Comment l’architecture et l’ingénierie se positionnent-elles aux côtés d’autres industries créatives telles que le design, notamment: des passerelles concrètes existent-elles entre ces deux univers ? Comment souhaiteriez-vous développer davantage les interactions et les synergies entre l’architecture, l’ingénierie et les industries créatives ?

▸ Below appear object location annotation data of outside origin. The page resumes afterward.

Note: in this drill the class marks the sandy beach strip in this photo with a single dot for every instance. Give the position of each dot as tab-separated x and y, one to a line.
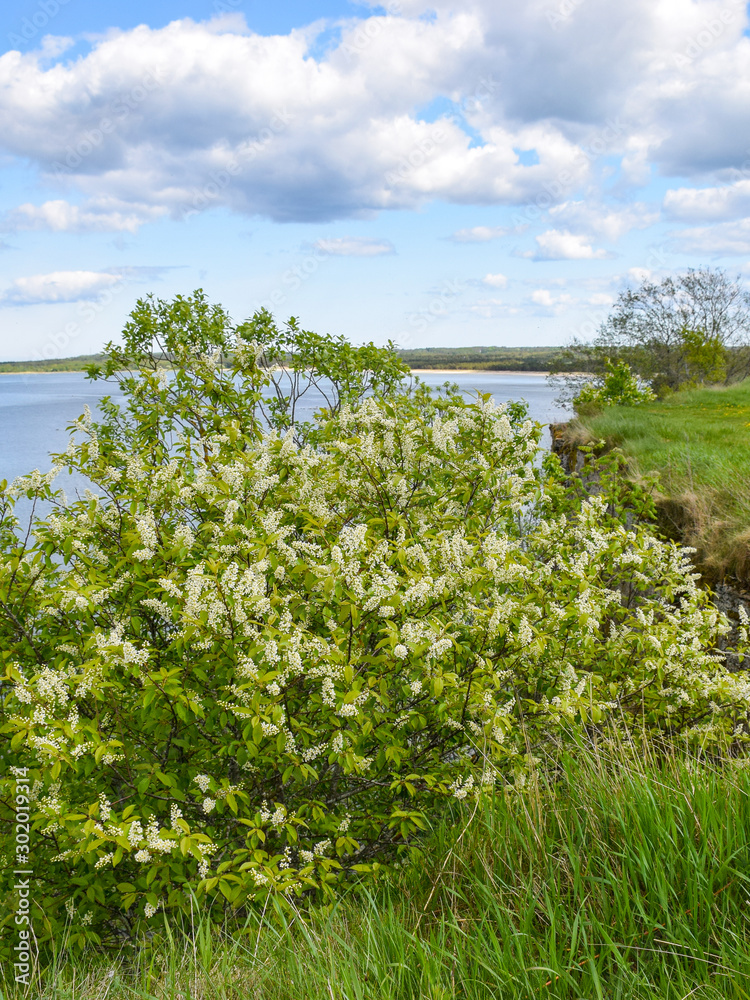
471	371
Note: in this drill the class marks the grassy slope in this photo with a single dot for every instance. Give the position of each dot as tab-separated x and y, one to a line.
699	443
626	879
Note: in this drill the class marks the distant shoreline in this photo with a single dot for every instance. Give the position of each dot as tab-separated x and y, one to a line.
416	371
476	371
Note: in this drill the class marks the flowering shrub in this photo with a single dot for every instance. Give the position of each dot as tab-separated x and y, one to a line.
619	386
244	666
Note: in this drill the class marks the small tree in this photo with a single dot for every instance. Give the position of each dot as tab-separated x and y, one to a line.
687	330
244	665
619	386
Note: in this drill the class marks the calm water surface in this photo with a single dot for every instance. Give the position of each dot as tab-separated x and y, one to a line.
36	409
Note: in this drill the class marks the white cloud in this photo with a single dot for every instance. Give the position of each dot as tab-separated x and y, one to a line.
355	246
193	116
549	303
601	221
728	239
495	280
480	234
712	204
60	216
558	244
59	286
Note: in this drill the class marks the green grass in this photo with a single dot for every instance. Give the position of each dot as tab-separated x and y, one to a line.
615	877
699	444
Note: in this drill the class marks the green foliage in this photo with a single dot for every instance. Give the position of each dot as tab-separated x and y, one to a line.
255	657
698	443
607	875
688	330
482	358
619	386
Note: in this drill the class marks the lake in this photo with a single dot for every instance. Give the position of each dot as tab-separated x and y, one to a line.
36	409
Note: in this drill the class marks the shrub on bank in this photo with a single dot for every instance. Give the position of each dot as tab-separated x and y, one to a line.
257	655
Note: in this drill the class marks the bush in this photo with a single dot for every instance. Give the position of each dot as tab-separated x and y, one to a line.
619	386
245	664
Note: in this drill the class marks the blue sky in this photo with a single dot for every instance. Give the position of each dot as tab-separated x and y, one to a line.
438	174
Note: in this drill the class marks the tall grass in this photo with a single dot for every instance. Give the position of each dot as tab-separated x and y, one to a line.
612	876
699	444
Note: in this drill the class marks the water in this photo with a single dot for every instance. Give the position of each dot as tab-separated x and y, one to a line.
36	409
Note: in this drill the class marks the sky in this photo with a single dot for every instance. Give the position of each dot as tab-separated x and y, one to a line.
439	174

«L’architecture, l’ingénierie et le design n’ont jamais constitué des mondes cloisonnés. Ils sont souvent amenés à dialoguer. De nombreux architectes proposent également ce type de prestations par intérêt personnel et pour répondre aux demandes des maîtres d’ouvrage désireux d’une personnalisation de leur projet jusque dans les moindres détails. Il est d’ailleurs intéressant de constater l’influence importante des avancées technologiques en la matière. À titre d’exemple, on peut citer l’effet de l’industrialisation de la fin du 19ème siècle sur les courants architecturaux comme le Jugendstil puis le Bauhaus. Les possibilités désormais offertes en matière de digitalisation ouvrent ainsi de nouveaux horizons. Cette soirée organisée par le Cluster Creative Industries de Luxinnovation en collaboration avec l’OAI sera d’ailleurs l’occasion de mettre en lumière le «Continuum architecture, interior architecture and design». Il importe cependant d’accentuer les contacts avec d’autres industries créatives, dans des domaines qui peuvent sembler a priori plus éloignés de ceux dans lesquels nos membres sont actifs habituellement. En stimulant de tels échanges, et par une meilleure connaissance mutuelle entre ces sources de créativité, de nouvelles collaborations et applications peuvent émerger.»